Das amerikanische Pharmaunternehmen Pfizer erwägt die Trennung von einigen Unternehmensteilen. Bereits seit längerem wird diskutiert, ob unter dem neuen Konzernchef Ian Read eine Aufspaltung anstehen könnte.
18.03.2011 - 12:00 Uhr Kommentieren
Pfizer-Headquarter in New York: Der Konzern überprüft seine Geschäftsfelder. Quelle: ap

Pfizer-Headquarter in New York: Der Konzern überprüft seine Geschäftsfelder.

(Foto: ap)

New York Noch in diesem Jahr wolle Pfizer die Überprüfung seiner Geschäftsfelder abschließen, sagte der für die weltweite Forschung und Entwicklung verantwortliche Pfizer-Manager, Mikael Dolsten, am Donnerstag auf einer Investorenkonferenz. Es gehe darum zu sehen, was der maximale Wert dieser Geschäfte sei, ob sie innerhalb von Pfizer einen höheren Wert erzielten oder den Aktionären außerhalb des Konzerns mehr Werte brächten. „Wir stellen eine umfangreiche Überprüfung an, die wir im Laufe dieses Jahres beenden wollen“, sagte Dolsten.

Zuvor hatte es bei den Analysten von Sanford Bernstein geheißen, Pfizer könnte sich von Bereichen trennen, die nicht zum Pharmageschäft zählen. Dazu gehörten die Sparte Nutricionals, die etwa Nahrungsergänzungsmittel und Baby-Nahrung produziert, sowie der Tierarzneibereich Animal Health. Auch die Sparte Established Products, die ältere Medikamente mit abgelaufenem Patentschutz umfasst, gehöre dazu. Mit einem solchen Schritt könnte der Jahresumsatz von Pfizer auf 35 bis 40 Milliarden Dollar sinken. Aktuell kommt der weltgrößte Pharmakonzern auf einen Jahresumsatz von 67 Milliarden Dollar.

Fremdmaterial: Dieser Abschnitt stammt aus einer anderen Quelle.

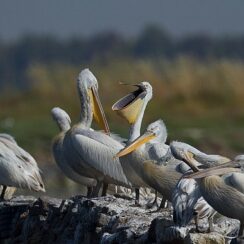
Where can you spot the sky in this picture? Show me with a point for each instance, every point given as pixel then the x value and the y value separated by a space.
pixel 67 18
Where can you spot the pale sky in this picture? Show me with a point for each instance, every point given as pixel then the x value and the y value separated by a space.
pixel 66 18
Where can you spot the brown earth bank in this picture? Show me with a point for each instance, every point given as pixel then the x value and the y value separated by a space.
pixel 99 220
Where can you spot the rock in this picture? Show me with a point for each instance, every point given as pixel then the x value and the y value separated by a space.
pixel 210 238
pixel 97 220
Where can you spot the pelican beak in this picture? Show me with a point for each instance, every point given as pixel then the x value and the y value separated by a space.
pixel 211 171
pixel 129 107
pixel 98 111
pixel 137 143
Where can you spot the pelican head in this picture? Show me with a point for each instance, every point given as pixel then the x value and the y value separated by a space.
pixel 130 106
pixel 88 90
pixel 62 118
pixel 156 132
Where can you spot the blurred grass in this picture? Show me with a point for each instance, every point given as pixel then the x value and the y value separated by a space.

Dolsten verwies in diesem Zusammenhang auf Äußerungen des neuen Konzernchefs Ian Read, wonach Pfizer einen innovativen Kernbereich besitze mit daran angrenzenden Geschäften, die sich sehr gut entwickelten. Seit einiger Zeit gibt es bei Analysten und Investoren die Diskussion, ob Read, der im Dezember das Ruder übernahm, den Konzern aufspalten sollte. Ein solcher Schritt könnte dem Aktienkurs einen Schub geben, wird argumentiert. Kritiker hatten unter anderem eingewendet, dass Pfizer nach einer Reihe von Mega-Übernahmen unter einer zu stark aufgeblähten Organisation leide. Seit dem Antritt von Read gibt es beim Kurs aber einige Bewegung: Die Pfizer-Aktie legte seitdem rund 20 Prozent zu.